Weekender: ‘100 Views of Tokyo’, Three Festivals, But Only One Lauren Purje
The weekend is here! Take a look back at what’s happened in the past seven days. New comics, new stories, new podcasts, new art being made — it’s all part of the ComicsAlliance Weekender!
In what could best be described as a light week for comics news --- i.e. barely anything happened --- yesterday did see a report and then a confirmation that comics publisher Double Take will be shutting down at the end of the month. This was the publisher fronted by Bill Jemas, which published ten or so comics a week all set within the world of Night of the Living Dead.
With a huge number of comics being put out every week, most of them with vague titles and writers/artists who didn’t have an immediate name-value with comics readers (Jemas himself was possibly the most well-known, as he wrote several of the books), the publisher was always going to be a hard sell into the market, but somehow has lasted around a year.
As noted in the above linked article, Double Take attempted a lot of publishing initiatives, including giving out thousands of free comics at Comic-Con this year, and was ubiquitous in its marketing on websites like The Outhousers. But the reviews were weak, the books were never distinguished from one another, and readers didn’t get a clear idea of how the line was meant to work. It’s likely these all contributed to the publisher's closure. It’s always a shame when a comics publisher shuts down, but that’s the business.

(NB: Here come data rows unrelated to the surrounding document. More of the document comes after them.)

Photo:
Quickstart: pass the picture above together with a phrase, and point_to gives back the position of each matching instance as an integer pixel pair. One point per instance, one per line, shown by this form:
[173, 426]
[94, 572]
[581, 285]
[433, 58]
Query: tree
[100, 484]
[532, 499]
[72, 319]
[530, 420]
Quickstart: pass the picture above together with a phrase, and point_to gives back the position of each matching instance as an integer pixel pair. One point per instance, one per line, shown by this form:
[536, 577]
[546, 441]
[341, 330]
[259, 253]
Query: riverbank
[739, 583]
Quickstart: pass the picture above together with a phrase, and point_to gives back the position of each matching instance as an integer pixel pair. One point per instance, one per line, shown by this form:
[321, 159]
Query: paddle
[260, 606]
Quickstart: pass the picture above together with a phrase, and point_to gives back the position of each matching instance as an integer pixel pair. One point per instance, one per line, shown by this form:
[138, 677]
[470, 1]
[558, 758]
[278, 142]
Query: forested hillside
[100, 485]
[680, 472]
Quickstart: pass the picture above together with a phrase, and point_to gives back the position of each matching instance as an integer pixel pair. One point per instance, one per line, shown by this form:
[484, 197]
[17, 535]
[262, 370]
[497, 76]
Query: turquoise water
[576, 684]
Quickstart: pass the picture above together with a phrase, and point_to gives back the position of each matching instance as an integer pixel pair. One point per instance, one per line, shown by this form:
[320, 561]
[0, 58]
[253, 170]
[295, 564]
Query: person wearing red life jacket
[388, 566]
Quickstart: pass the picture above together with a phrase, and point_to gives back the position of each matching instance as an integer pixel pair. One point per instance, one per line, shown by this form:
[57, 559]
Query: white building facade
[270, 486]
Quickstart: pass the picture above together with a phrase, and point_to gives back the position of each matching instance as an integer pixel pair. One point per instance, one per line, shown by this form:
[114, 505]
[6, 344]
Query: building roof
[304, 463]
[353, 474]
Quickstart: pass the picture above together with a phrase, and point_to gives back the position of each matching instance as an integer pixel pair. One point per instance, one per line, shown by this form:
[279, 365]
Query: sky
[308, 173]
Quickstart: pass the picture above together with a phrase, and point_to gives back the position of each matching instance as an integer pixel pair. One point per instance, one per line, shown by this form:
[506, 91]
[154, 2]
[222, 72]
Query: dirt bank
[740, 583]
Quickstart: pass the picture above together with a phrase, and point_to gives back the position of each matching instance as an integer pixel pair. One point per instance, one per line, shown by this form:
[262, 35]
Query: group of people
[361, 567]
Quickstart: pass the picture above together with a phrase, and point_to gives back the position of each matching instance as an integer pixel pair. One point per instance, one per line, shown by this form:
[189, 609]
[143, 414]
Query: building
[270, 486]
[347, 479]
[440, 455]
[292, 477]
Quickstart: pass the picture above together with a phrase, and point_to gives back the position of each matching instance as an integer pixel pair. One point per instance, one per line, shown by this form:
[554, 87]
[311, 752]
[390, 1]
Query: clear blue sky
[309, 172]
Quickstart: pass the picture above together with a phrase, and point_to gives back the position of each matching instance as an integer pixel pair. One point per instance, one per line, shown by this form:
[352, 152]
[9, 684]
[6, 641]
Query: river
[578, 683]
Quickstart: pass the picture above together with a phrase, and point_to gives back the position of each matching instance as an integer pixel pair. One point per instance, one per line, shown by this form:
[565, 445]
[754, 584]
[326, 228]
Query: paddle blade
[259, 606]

I missed this at the time, but Chris Roberson and Dennis Culver announced that their Monkeybrain series Edison Rex, which I believe was one of the publisher’s last ongoing comics, will be retooling itself as a Patreon-funded webcomic. With books like Amelia Cole and perhaps Bandette seemingly wrapped up, that would suggest a refocusing away from the Monkeybrain brand. Two pages of the series will be published every week, until the comic catches up with the print version, and new stories will follow thereafter.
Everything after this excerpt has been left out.